These were good! I used bran flakes, applesauce for the oil & no coconut (I sprinkled some on the top instead). I also used whole wheat flour, about half the Splenda than called for (carrots are pretty sweet on their own!), and Splenda brown sugar. I also used LOTS of cinn! Baked nicely in 22 min. Thank u for sharing!
We loved these muffins.They were very moist and quick and easy to make. I did make a couple of changes. I added a cup of whole wheat flour a 1/2 cup of chopped dates,and upped the milk to 1 1/2 cups. We will definately be making these again thanks for the recipe.

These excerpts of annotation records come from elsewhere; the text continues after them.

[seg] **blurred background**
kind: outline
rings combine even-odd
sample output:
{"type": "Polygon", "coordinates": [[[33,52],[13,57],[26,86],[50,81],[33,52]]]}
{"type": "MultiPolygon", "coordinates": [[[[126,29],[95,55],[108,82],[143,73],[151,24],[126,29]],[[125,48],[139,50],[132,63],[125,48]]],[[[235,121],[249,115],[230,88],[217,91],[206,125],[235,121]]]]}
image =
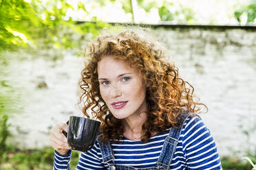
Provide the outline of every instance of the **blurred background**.
{"type": "Polygon", "coordinates": [[[52,169],[49,130],[82,115],[85,46],[126,25],[151,29],[208,106],[223,169],[252,169],[255,0],[0,0],[0,169],[52,169]]]}

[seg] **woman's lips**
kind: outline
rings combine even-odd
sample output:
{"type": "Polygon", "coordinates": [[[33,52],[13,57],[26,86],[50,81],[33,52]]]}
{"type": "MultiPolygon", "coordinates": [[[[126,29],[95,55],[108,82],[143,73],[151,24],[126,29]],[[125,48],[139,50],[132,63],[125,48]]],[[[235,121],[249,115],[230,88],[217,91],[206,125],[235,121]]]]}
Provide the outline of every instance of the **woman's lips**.
{"type": "Polygon", "coordinates": [[[112,103],[111,105],[115,109],[120,109],[124,107],[127,103],[128,101],[118,101],[112,103]]]}

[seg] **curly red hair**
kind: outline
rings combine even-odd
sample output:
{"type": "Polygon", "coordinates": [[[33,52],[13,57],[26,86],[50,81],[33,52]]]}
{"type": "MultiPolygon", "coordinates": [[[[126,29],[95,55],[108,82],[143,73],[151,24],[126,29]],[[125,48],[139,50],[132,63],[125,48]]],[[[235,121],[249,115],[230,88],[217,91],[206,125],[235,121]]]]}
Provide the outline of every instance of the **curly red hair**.
{"type": "MultiPolygon", "coordinates": [[[[148,32],[147,32],[148,34],[148,32]]],[[[116,34],[98,36],[89,46],[89,58],[81,72],[79,85],[82,90],[80,102],[83,112],[87,112],[102,122],[100,141],[120,140],[124,128],[122,120],[115,118],[100,96],[97,64],[103,56],[113,56],[138,68],[145,82],[148,104],[147,119],[142,126],[141,139],[147,142],[152,132],[164,132],[171,127],[180,127],[184,112],[199,113],[195,101],[193,87],[179,77],[178,68],[164,61],[164,51],[157,41],[151,40],[145,32],[126,30],[116,34]],[[144,35],[144,36],[143,36],[144,35]]]]}

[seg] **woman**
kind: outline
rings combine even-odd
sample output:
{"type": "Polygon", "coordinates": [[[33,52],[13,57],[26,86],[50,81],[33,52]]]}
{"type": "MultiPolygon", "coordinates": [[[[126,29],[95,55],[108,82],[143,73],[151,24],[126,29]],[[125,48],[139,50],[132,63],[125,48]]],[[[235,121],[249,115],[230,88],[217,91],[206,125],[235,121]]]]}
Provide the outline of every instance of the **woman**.
{"type": "MultiPolygon", "coordinates": [[[[222,169],[215,143],[197,116],[204,104],[158,42],[145,32],[99,36],[81,73],[81,101],[103,123],[77,169],[222,169]]],[[[71,150],[58,123],[50,131],[54,169],[69,169],[71,150]]]]}

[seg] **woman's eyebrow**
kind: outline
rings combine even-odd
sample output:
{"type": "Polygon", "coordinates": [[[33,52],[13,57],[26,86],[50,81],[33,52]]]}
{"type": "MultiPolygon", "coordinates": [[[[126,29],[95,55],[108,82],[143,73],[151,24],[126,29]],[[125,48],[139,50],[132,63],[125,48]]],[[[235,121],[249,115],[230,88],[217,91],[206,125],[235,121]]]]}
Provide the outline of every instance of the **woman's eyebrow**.
{"type": "MultiPolygon", "coordinates": [[[[125,73],[118,75],[118,77],[124,76],[125,75],[132,74],[132,73],[125,73]]],[[[98,80],[107,80],[107,78],[98,78],[98,80]]]]}

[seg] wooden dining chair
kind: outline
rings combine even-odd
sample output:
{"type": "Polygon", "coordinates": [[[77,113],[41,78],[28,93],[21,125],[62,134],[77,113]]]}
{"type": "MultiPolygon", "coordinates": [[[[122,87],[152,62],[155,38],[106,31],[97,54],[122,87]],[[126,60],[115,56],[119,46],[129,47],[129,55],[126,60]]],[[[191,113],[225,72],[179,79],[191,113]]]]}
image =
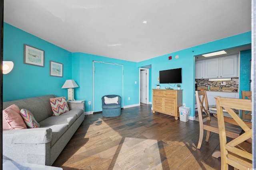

okay, I think this recipe is a great base for bran muffins - let's admit it, bran alone is just plain boring! The combination of carrot and coconut is a great idea but to reduce the sugar I revamped this recipe slightly. I use 1 shredded apple, a pink lady apple is nice an sweet, I use sweetened coconut and don't add the 1/4 cup sugar, it doesn't need it. I also throw in a few chopped up walnuts and even a few frozen blueberries if I'm in the mood! I add a 1/4 teaspoon extra of baking powder and soda to guarantee some nice height on my muffins where the extra fruit might weigh them down. I've made this version about 4x now - makes a great mid morning work snack to get me to lunch!